INDIANAPOLIS | Gov. Mike Pence wants to reduce the income taxes paid by families with children as part of his plan to promote marriage and childbearing in Indiana.
The Republican governor on Thursday proposed increasing the amount of earnings not subject to income tax from $1,000 per child to an unspecified higher amount that would grow automatically in future years based on the rate of inflation.
"We've not increased the dependent exemption in our tax code since 1978, even though the cost of living has increased 3.6 times since then," Pence said. "The truth is, if we'd been indexing our exemptions all along ... our dependent exemption would be worth $3,600 per child. That's a difference in the lives of families."
The U.S. Census Bureau estimates there are 1.6 million Hoosier children younger than 18. Raising the per-child exemption to $3,600 would exclude $4.16 billion in income from tax.
At Indiana's 3.4 percent income tax rate that would pull at least $141.5 million from state coffers, and likely more since parents are able to claim the dependent exemption up to age 24 if their child is a full-time student.
The increased income exemption would not apply to individual adults or families without dependent children.

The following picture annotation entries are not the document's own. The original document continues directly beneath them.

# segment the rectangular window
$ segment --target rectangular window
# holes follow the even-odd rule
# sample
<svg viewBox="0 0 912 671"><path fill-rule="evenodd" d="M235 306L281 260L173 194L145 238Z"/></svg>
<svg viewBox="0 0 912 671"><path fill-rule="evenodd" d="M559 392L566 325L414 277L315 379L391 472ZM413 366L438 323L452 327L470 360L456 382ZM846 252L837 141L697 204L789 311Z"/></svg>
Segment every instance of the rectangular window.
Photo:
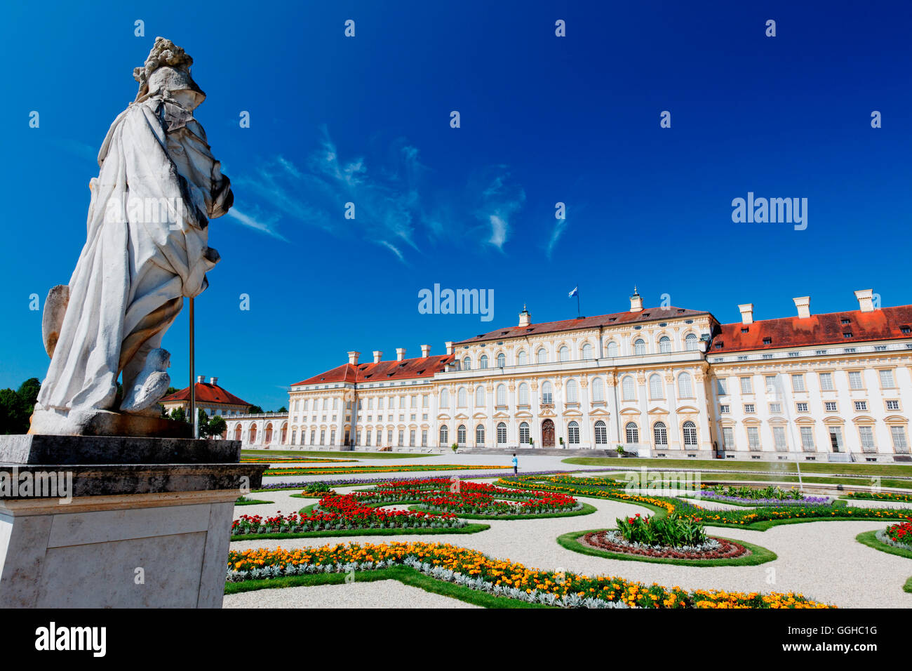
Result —
<svg viewBox="0 0 912 671"><path fill-rule="evenodd" d="M894 452L905 455L908 454L909 444L906 440L906 429L902 426L891 426L890 437L893 438Z"/></svg>
<svg viewBox="0 0 912 671"><path fill-rule="evenodd" d="M795 372L792 374L792 390L794 392L804 391L804 374Z"/></svg>
<svg viewBox="0 0 912 671"><path fill-rule="evenodd" d="M824 392L832 392L834 389L832 372L820 373L820 388Z"/></svg>
<svg viewBox="0 0 912 671"><path fill-rule="evenodd" d="M776 452L788 452L788 444L785 442L785 427L772 427L772 440L775 442Z"/></svg>
<svg viewBox="0 0 912 671"><path fill-rule="evenodd" d="M861 436L862 452L876 452L877 448L874 445L874 427L859 426L858 435Z"/></svg>
<svg viewBox="0 0 912 671"><path fill-rule="evenodd" d="M735 448L735 432L731 426L725 426L722 429L722 446L727 450Z"/></svg>
<svg viewBox="0 0 912 671"><path fill-rule="evenodd" d="M760 429L756 426L747 427L747 445L749 449L760 449Z"/></svg>

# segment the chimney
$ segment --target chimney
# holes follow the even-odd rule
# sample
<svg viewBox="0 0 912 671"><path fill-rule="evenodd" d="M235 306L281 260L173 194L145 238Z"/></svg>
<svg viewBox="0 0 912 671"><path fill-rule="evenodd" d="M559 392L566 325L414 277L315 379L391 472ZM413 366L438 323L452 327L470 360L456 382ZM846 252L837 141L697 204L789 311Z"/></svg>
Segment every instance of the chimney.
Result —
<svg viewBox="0 0 912 671"><path fill-rule="evenodd" d="M860 288L855 291L855 298L858 299L858 309L862 312L874 311L874 289Z"/></svg>
<svg viewBox="0 0 912 671"><path fill-rule="evenodd" d="M793 299L795 301L795 308L798 309L798 319L804 320L811 316L811 297L802 296Z"/></svg>
<svg viewBox="0 0 912 671"><path fill-rule="evenodd" d="M528 326L532 323L532 315L529 314L529 310L525 309L525 303L523 304L523 311L519 313L519 325Z"/></svg>
<svg viewBox="0 0 912 671"><path fill-rule="evenodd" d="M630 311L643 311L643 297L637 293L637 288L633 288L633 296L630 297Z"/></svg>

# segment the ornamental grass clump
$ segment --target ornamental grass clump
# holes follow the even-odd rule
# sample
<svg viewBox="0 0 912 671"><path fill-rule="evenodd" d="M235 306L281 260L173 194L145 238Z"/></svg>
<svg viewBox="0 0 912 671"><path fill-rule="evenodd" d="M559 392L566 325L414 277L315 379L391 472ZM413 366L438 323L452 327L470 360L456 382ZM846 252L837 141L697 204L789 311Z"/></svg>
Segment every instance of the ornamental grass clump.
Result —
<svg viewBox="0 0 912 671"><path fill-rule="evenodd" d="M700 546L708 540L699 518L678 513L661 518L644 518L637 513L630 518L617 518L617 532L629 543L681 548Z"/></svg>

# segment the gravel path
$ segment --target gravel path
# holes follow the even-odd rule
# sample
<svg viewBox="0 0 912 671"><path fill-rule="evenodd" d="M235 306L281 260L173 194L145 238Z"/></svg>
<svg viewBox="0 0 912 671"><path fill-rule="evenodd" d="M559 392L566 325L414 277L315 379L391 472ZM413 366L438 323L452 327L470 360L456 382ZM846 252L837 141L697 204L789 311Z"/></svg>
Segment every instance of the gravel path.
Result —
<svg viewBox="0 0 912 671"><path fill-rule="evenodd" d="M223 608L481 608L395 580L226 594Z"/></svg>

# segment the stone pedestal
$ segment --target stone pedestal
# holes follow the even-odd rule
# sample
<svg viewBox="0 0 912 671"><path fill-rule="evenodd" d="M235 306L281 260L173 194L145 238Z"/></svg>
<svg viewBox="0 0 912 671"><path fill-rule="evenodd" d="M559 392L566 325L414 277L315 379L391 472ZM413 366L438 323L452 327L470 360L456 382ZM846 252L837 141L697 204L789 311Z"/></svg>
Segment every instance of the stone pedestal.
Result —
<svg viewBox="0 0 912 671"><path fill-rule="evenodd" d="M0 607L220 608L239 441L0 436Z"/></svg>

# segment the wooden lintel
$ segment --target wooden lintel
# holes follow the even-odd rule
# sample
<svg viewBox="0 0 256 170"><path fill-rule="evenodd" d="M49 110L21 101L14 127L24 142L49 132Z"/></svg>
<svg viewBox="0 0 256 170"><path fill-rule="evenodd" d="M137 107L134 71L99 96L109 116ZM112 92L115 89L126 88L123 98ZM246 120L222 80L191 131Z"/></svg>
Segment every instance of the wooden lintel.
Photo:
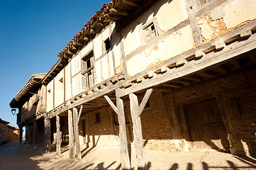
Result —
<svg viewBox="0 0 256 170"><path fill-rule="evenodd" d="M128 5L130 5L130 6L135 6L135 7L139 7L139 5L134 2L134 1L130 1L130 0L123 0L122 1L123 4L126 4Z"/></svg>
<svg viewBox="0 0 256 170"><path fill-rule="evenodd" d="M232 60L231 63L236 69L240 69L242 67L241 64L236 60Z"/></svg>
<svg viewBox="0 0 256 170"><path fill-rule="evenodd" d="M116 15L119 15L119 16L127 16L129 15L129 13L128 13L127 11L122 11L122 10L120 10L120 9L116 9L116 8L111 8L109 10L109 11L111 13L115 13Z"/></svg>

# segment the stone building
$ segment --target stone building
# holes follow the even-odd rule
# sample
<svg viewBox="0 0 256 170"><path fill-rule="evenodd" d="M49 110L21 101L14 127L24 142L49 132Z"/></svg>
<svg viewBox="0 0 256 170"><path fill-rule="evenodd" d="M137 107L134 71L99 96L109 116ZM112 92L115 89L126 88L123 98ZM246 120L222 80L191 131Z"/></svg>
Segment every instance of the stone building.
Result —
<svg viewBox="0 0 256 170"><path fill-rule="evenodd" d="M123 169L130 146L144 169L143 149L255 155L255 7L253 0L104 4L11 102L20 128L48 152L55 143L58 154L68 135L70 157L81 158L81 144L120 145Z"/></svg>
<svg viewBox="0 0 256 170"><path fill-rule="evenodd" d="M18 128L8 125L9 123L0 118L0 144L18 140Z"/></svg>

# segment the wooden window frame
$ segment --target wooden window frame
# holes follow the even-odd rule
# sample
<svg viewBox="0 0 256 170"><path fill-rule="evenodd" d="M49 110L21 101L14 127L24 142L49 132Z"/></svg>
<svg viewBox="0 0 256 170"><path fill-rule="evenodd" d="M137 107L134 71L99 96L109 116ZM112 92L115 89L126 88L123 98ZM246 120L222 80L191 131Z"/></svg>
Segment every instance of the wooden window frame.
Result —
<svg viewBox="0 0 256 170"><path fill-rule="evenodd" d="M111 50L111 43L110 38L108 38L104 41L105 52L108 53Z"/></svg>
<svg viewBox="0 0 256 170"><path fill-rule="evenodd" d="M83 76L83 88L84 90L87 90L95 85L95 60L94 50L91 50L88 53L87 53L82 58L82 75ZM89 62L88 62L88 61L89 61ZM88 64L89 63L89 64ZM92 78L90 78L90 76Z"/></svg>
<svg viewBox="0 0 256 170"><path fill-rule="evenodd" d="M94 113L94 123L99 123L101 122L101 114L99 112Z"/></svg>
<svg viewBox="0 0 256 170"><path fill-rule="evenodd" d="M152 29L152 27L154 29ZM151 41L151 40L155 39L155 38L159 36L159 29L158 24L156 19L154 18L152 20L149 21L147 23L145 23L142 27L143 39L145 42ZM147 37L150 37L148 38Z"/></svg>

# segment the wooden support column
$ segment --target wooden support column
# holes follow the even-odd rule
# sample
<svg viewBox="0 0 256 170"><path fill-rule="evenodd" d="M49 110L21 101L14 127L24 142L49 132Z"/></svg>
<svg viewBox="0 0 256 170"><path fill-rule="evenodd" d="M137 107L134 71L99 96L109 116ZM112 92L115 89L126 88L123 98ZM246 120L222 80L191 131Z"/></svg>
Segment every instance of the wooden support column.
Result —
<svg viewBox="0 0 256 170"><path fill-rule="evenodd" d="M28 147L29 142L29 127L28 125L26 125L26 147Z"/></svg>
<svg viewBox="0 0 256 170"><path fill-rule="evenodd" d="M140 114L146 105L152 89L148 89L139 106L138 97L134 94L130 94L130 115L133 120L134 142L137 154L138 169L146 170L146 162L143 150L143 138L141 128Z"/></svg>
<svg viewBox="0 0 256 170"><path fill-rule="evenodd" d="M33 125L33 149L38 148L38 123L34 120Z"/></svg>
<svg viewBox="0 0 256 170"><path fill-rule="evenodd" d="M45 118L45 144L47 153L50 153L52 150L51 146L51 130L50 130L50 119Z"/></svg>
<svg viewBox="0 0 256 170"><path fill-rule="evenodd" d="M82 110L82 109L81 109ZM80 113L81 115L81 113ZM73 108L74 135L77 159L82 159L78 128L78 112L77 108Z"/></svg>
<svg viewBox="0 0 256 170"><path fill-rule="evenodd" d="M19 127L20 128L20 136L19 136L19 144L18 144L18 146L20 147L22 147L22 138L23 138L23 127L22 126L20 126Z"/></svg>
<svg viewBox="0 0 256 170"><path fill-rule="evenodd" d="M56 142L56 154L60 155L60 116L56 115L56 133L57 133L57 142Z"/></svg>
<svg viewBox="0 0 256 170"><path fill-rule="evenodd" d="M87 113L87 125L85 128L86 134L87 134L87 147L89 147L89 143L90 142L90 135L89 135L89 114Z"/></svg>
<svg viewBox="0 0 256 170"><path fill-rule="evenodd" d="M119 123L119 140L122 169L130 169L130 162L127 143L126 118L123 110L123 100L119 97L118 89L116 90L116 107L107 96L104 96L104 97L109 103L109 105L114 110L114 111L118 114Z"/></svg>
<svg viewBox="0 0 256 170"><path fill-rule="evenodd" d="M73 119L72 111L68 110L68 126L69 126L69 158L74 158L74 133L73 133Z"/></svg>

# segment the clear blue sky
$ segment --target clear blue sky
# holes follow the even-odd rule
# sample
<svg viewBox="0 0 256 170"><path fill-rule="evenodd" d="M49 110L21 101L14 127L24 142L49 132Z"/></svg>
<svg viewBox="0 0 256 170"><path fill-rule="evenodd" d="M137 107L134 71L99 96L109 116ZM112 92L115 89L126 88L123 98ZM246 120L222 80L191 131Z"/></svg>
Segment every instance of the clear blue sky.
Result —
<svg viewBox="0 0 256 170"><path fill-rule="evenodd" d="M9 103L111 0L0 0L0 118L17 126Z"/></svg>

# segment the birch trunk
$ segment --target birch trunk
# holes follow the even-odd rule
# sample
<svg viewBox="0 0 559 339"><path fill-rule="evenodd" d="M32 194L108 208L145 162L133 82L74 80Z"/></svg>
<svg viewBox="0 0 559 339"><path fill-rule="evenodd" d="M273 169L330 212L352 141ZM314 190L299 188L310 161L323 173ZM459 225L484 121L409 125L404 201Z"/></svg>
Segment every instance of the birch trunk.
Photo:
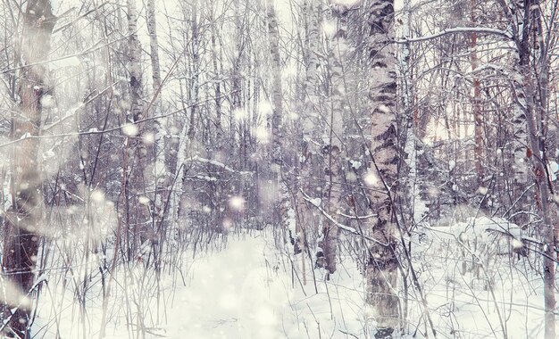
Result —
<svg viewBox="0 0 559 339"><path fill-rule="evenodd" d="M271 128L271 144L270 145L270 161L271 169L269 173L271 182L270 194L266 200L271 203L267 208L272 215L272 225L285 226L285 211L283 187L281 182L282 140L283 128L283 88L281 84L281 58L280 55L280 30L278 16L273 4L268 4L268 35L270 39L270 56L271 61L271 117L269 117L269 125ZM269 217L269 216L268 216Z"/></svg>
<svg viewBox="0 0 559 339"><path fill-rule="evenodd" d="M138 13L136 0L127 0L128 9L128 70L129 73L129 112L127 114L129 126L123 128L129 140L127 152L134 165L130 168L129 185L127 185L126 203L131 224L132 234L128 248L129 258L136 254L140 243L152 239L152 212L154 198L153 195L154 175L152 163L154 135L151 122L144 121L149 117L143 103L142 85L142 48L138 37ZM128 188L130 187L130 188Z"/></svg>
<svg viewBox="0 0 559 339"><path fill-rule="evenodd" d="M390 338L399 323L397 241L391 194L396 189L397 140L396 75L392 21L393 0L375 0L369 7L369 50L371 62L369 96L372 116L371 145L373 170L368 181L371 203L378 217L371 225L366 302L372 308L377 338Z"/></svg>

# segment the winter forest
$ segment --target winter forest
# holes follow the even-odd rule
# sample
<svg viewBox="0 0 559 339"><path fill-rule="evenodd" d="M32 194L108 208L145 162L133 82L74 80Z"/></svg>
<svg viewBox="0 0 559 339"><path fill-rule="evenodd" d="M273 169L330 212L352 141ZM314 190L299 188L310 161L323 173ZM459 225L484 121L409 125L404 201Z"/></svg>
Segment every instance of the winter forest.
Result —
<svg viewBox="0 0 559 339"><path fill-rule="evenodd" d="M559 0L1 0L0 337L559 337Z"/></svg>

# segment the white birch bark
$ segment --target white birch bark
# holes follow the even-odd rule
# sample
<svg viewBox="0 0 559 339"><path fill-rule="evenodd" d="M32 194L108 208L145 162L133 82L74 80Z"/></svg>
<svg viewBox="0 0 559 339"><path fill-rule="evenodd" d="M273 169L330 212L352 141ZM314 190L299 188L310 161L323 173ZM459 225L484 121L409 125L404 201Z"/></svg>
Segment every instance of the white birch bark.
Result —
<svg viewBox="0 0 559 339"><path fill-rule="evenodd" d="M372 307L377 338L389 338L399 323L397 288L397 241L391 194L396 190L397 140L396 120L396 61L391 44L394 34L393 0L375 0L369 7L369 50L371 82L369 96L372 116L371 145L373 173L367 180L371 186L371 202L378 217L371 225L366 269L366 301Z"/></svg>

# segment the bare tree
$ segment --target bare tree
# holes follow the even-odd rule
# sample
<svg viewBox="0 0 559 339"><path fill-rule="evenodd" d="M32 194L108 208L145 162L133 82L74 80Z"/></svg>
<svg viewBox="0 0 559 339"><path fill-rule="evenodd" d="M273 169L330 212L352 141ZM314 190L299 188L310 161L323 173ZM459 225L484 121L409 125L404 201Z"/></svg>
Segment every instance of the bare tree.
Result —
<svg viewBox="0 0 559 339"><path fill-rule="evenodd" d="M371 157L372 172L371 203L377 211L369 232L374 241L369 246L367 263L367 302L374 310L377 338L392 337L399 323L397 286L397 241L394 206L391 196L396 188L396 75L393 54L392 31L394 3L378 0L368 9L371 25L369 50L371 57L371 114L372 116L372 142Z"/></svg>
<svg viewBox="0 0 559 339"><path fill-rule="evenodd" d="M29 1L24 15L20 70L20 112L13 120L13 137L25 140L13 150L12 165L12 207L4 236L2 277L19 295L0 298L0 331L8 337L30 337L31 294L35 288L34 268L41 239L43 189L39 162L39 135L43 121L43 97L50 93L47 67L44 63L56 17L48 0ZM35 136L35 137L34 137ZM5 291L5 290L4 290Z"/></svg>

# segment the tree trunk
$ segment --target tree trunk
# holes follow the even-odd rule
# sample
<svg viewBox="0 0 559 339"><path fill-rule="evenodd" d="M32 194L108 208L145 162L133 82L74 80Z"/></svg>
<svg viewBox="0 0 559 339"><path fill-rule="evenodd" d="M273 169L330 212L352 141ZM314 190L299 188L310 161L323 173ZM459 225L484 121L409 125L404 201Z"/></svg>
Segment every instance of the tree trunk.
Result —
<svg viewBox="0 0 559 339"><path fill-rule="evenodd" d="M371 157L372 173L367 180L371 203L378 213L371 225L374 239L369 248L366 302L372 307L377 338L389 338L399 323L397 241L391 195L396 189L397 140L396 121L396 75L393 54L393 0L376 0L369 8L370 99L372 116Z"/></svg>
<svg viewBox="0 0 559 339"><path fill-rule="evenodd" d="M278 17L273 4L268 4L268 35L270 39L270 57L271 61L271 116L268 117L268 125L271 129L271 143L269 145L271 169L268 170L270 188L266 197L268 207L267 219L271 217L274 226L285 225L285 211L283 187L281 180L282 158L282 114L283 88L281 84L281 59L280 55L280 30Z"/></svg>
<svg viewBox="0 0 559 339"><path fill-rule="evenodd" d="M154 176L151 168L153 160L153 146L154 135L152 123L143 121L148 118L143 103L144 88L142 86L142 48L138 37L138 13L136 0L128 0L128 70L129 74L129 123L131 128L124 128L129 137L127 145L130 154L129 159L133 160L134 165L130 168L129 185L127 189L127 204L130 210L132 238L130 239L129 259L136 254L140 243L154 236L152 228L152 211L154 207L153 184Z"/></svg>
<svg viewBox="0 0 559 339"><path fill-rule="evenodd" d="M13 205L5 219L2 262L2 284L13 289L11 295L0 295L0 311L3 313L0 318L6 323L0 335L8 337L30 337L30 294L34 289L33 271L38 254L43 211L41 165L38 162L40 141L30 136L40 134L41 98L48 89L46 86L47 68L39 62L48 57L55 22L50 1L28 2L21 49L24 67L21 70L19 85L21 115L13 121L13 139L23 140L16 144L13 153Z"/></svg>

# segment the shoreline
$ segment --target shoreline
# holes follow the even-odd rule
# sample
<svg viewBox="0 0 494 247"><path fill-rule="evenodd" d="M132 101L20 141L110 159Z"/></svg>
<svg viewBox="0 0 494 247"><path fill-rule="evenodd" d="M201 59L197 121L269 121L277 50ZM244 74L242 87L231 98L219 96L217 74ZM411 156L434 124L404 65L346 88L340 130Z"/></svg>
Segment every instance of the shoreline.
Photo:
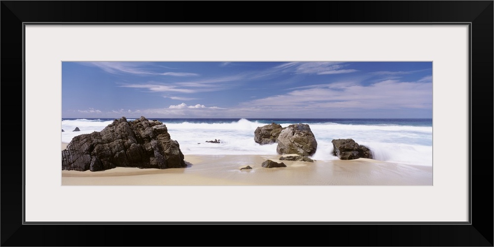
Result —
<svg viewBox="0 0 494 247"><path fill-rule="evenodd" d="M62 149L67 147L62 143ZM285 155L284 156L293 155ZM184 155L185 168L117 167L99 171L61 170L62 185L419 185L433 184L432 167L369 159L280 161L275 155ZM285 167L265 168L266 160ZM252 169L240 170L250 165Z"/></svg>

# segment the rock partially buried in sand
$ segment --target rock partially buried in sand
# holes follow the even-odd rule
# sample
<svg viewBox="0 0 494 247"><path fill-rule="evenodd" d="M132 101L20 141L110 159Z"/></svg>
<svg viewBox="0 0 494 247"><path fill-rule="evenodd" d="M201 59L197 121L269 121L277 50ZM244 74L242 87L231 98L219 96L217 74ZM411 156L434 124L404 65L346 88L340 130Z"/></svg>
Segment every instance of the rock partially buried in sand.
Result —
<svg viewBox="0 0 494 247"><path fill-rule="evenodd" d="M282 156L279 159L280 161L304 161L305 162L314 162L314 160L307 157L296 155L294 156Z"/></svg>
<svg viewBox="0 0 494 247"><path fill-rule="evenodd" d="M187 167L178 142L162 123L141 117L115 120L100 132L74 137L62 151L62 169L91 171L117 166Z"/></svg>
<svg viewBox="0 0 494 247"><path fill-rule="evenodd" d="M275 162L271 160L268 160L262 163L261 165L262 167L266 168L275 168L275 167L286 167L287 165L285 165L285 163L282 162L281 163L278 163Z"/></svg>
<svg viewBox="0 0 494 247"><path fill-rule="evenodd" d="M209 142L209 143L219 143L219 140L214 139L214 141L206 141L206 142Z"/></svg>
<svg viewBox="0 0 494 247"><path fill-rule="evenodd" d="M359 158L372 159L372 152L367 147L359 145L353 139L338 139L331 141L333 154L340 160L355 160Z"/></svg>
<svg viewBox="0 0 494 247"><path fill-rule="evenodd" d="M276 151L280 154L296 154L309 156L316 153L317 142L308 124L297 124L288 125L278 137Z"/></svg>
<svg viewBox="0 0 494 247"><path fill-rule="evenodd" d="M285 128L274 123L271 124L257 127L254 131L254 141L261 145L276 142L280 133Z"/></svg>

Counties and local governments, already struggling under state-imposed property tax caps, also would lose millions in local income tax revenue under Pence's plan. Ironically, most would probably be forced to shutter family-friendly amenities like parks and libraries.
Pence said nothing about how he would replace that money or whether state programs and services would be eliminated to make up for the tax cut.
Earlier this month Pence canceled another $57 million in planned spending by state agencies and universities after November tax revenue failed to meet expectations. Since taking office in January, Pence has reduced spending by $172 million to avoid tapping the state's $2 billion budget reserve.
Pence also did not explain how raising the dependent exemption would work alongside his proposal to eliminate the business personal property tax, which would take an additional $1 billion a year from schools and local governments.
The governor said both items fall under his vision for a revised tax code, but he will not detail the full list of changes he's seeking. He repeatedly has said he will let the Republican-controlled General Assembly decide how to implement his vision.
Other items on Pence's "family" agenda include: passing a constitutional amendment limiting marriage to opposite-gender couples; improving the state's nearly worst-in-the-nation infant mortality rate; providing prekindergarten vouchers to 40,000 low-income children; and promoting adoption.